My hand juts out between the bars but is slammed into an invisible force that protects anyone on the outside of the cell.
“Tell me,” I say, then roar out my frustration. “Now!”
“Yes, Baba. I’d be curious to know as well.”
Baba Yaga and I both freeze as the new voice, familiar and faery-like with its vibrancy, interrupts the heated moment.
Baba Yaga looks around, just as baffled as I am as she stares into the distance. I look over but cannot see a damn thing.
“Who is it? What’s happening.” I’m back to shaking the bars, pulling with all the might I still possess.
“How…” Baba Yaga asks, shaking her head as though she can erase whatever image is in front of her.
“No matter. Please, continue with your story time,” the voice in the distance encourages Baba Yaga, but before she can even speak, it dawns on me…
“Trina? Is that you?”
Chapter Eighteen
Sage
Aroar, so loud it rattles my skull, wakes me with a start, my body shooting up to sitting in a panic. That’s about as far as I can go because thick, golden cuffs are weighing my wrists down. They’re so heavy I can’t lift my arms from the soft mattress beneath me.
The roar is still echoing through my mind as I struggle to move. I know it was Hack. I can feel his turmoil spreading through my veins, almost as if it’s my own. Everything from before I blacked out rushes back to me now…
Hack has been taken by someone who wants to play hide and go seek, I killed a whole bunch of kyn—more like massacred, but I’m choosing to play that shit down before it eats at me—and Hekate appeared to save me from going off like a firework for a second time. She didn’t get a chance to have that much-needed conversation with me about who my father is because my body chose that moment to give up.
So here I am, on the softest bed I have ever felt, surrounded by five black walls—no, not the usual four—and I can’t go anywhere.

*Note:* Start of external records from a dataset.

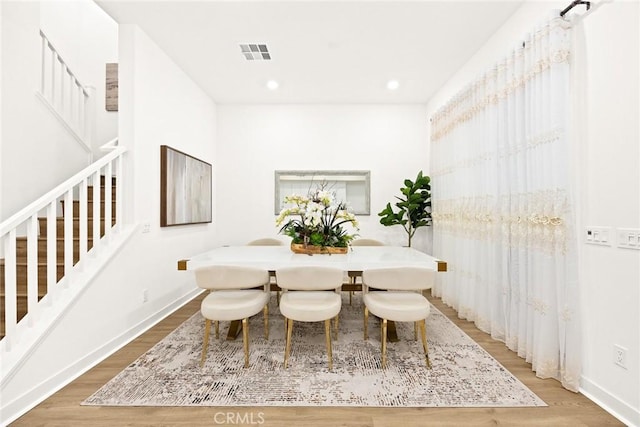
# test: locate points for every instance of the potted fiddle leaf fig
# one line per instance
(414, 206)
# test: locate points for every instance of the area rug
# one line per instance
(462, 374)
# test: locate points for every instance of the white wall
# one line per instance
(37, 151)
(161, 106)
(256, 140)
(87, 39)
(606, 63)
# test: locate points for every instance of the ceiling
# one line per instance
(322, 51)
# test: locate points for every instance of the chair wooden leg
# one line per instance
(205, 344)
(245, 340)
(327, 332)
(288, 344)
(383, 338)
(423, 334)
(366, 323)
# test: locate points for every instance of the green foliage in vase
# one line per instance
(316, 220)
(414, 206)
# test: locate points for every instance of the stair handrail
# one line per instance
(66, 97)
(33, 208)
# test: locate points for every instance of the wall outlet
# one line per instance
(620, 356)
(598, 235)
(628, 238)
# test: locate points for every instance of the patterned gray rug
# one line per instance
(463, 374)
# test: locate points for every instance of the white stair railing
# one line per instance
(67, 98)
(73, 192)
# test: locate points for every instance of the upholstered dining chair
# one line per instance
(310, 294)
(352, 277)
(396, 294)
(233, 296)
(269, 241)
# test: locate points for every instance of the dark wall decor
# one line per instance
(111, 90)
(185, 189)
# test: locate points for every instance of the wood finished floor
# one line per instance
(63, 408)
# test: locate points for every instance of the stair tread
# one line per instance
(24, 263)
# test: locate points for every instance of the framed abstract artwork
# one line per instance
(185, 189)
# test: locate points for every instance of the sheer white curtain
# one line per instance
(502, 205)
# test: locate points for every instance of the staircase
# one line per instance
(22, 250)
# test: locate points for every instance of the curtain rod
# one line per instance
(574, 4)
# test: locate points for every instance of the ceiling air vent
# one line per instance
(255, 51)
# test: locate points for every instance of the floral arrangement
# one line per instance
(317, 220)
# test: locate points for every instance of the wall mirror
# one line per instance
(352, 187)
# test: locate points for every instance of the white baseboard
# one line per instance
(619, 409)
(22, 404)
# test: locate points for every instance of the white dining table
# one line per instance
(354, 262)
(357, 259)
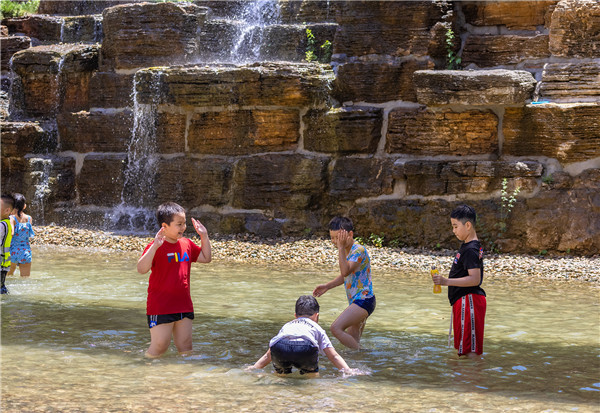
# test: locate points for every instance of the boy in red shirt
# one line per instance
(169, 307)
(466, 296)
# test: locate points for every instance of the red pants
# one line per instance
(468, 319)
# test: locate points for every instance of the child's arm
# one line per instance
(471, 280)
(205, 254)
(336, 359)
(145, 262)
(344, 240)
(263, 361)
(323, 288)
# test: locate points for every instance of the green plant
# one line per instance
(452, 59)
(376, 240)
(507, 202)
(9, 8)
(321, 54)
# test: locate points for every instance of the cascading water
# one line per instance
(41, 169)
(136, 210)
(255, 16)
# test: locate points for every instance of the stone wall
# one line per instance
(100, 133)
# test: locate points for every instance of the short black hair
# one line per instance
(306, 305)
(338, 223)
(19, 204)
(8, 199)
(167, 211)
(464, 213)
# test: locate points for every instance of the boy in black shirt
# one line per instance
(466, 296)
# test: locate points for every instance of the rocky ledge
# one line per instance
(319, 252)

At least it’s a beautiful room. The crown moldings are bronze, as is the wide door with carvings engraved over its entire surface. I can’t make the design out from here, but the way the moonlight shining through the glass ceiling above hits the dips and bumps is really effective.
The large four-poster bed—also bronze—has a delicate fleur-de-lis kind of design carved into the posts, and what appears to be the phases of the moon on the headboard. It’s surrounded by flower carvings and again, the moonlight shining through the ceiling makes it look so damn pretty.
I wish I could appreciate it more.
“Hello!” Shouting out like this could be one of those dumb girl things, but my instincts are telling me that these cuffs aren’t holding me down for nefarious reasons.
The wide door opens and I hold my breath, hoping I’m not wrong.
“Nice to see you awake.”
I still can’t get over this whole gods and goddesses are real thing, but here is Hekate, poking her head around the door with a huge grin on her face.
“I would say good morning, but…” I gesture to the ceiling and the night sky above us. “How long have I been out?”
With more elegance than a bird in flight, she floats into the room and comes to stand beside the bed. Thankfully, she comes bearing yet-to-be-seen gifts in the form of coffee…
I can smell coffee from a mile away.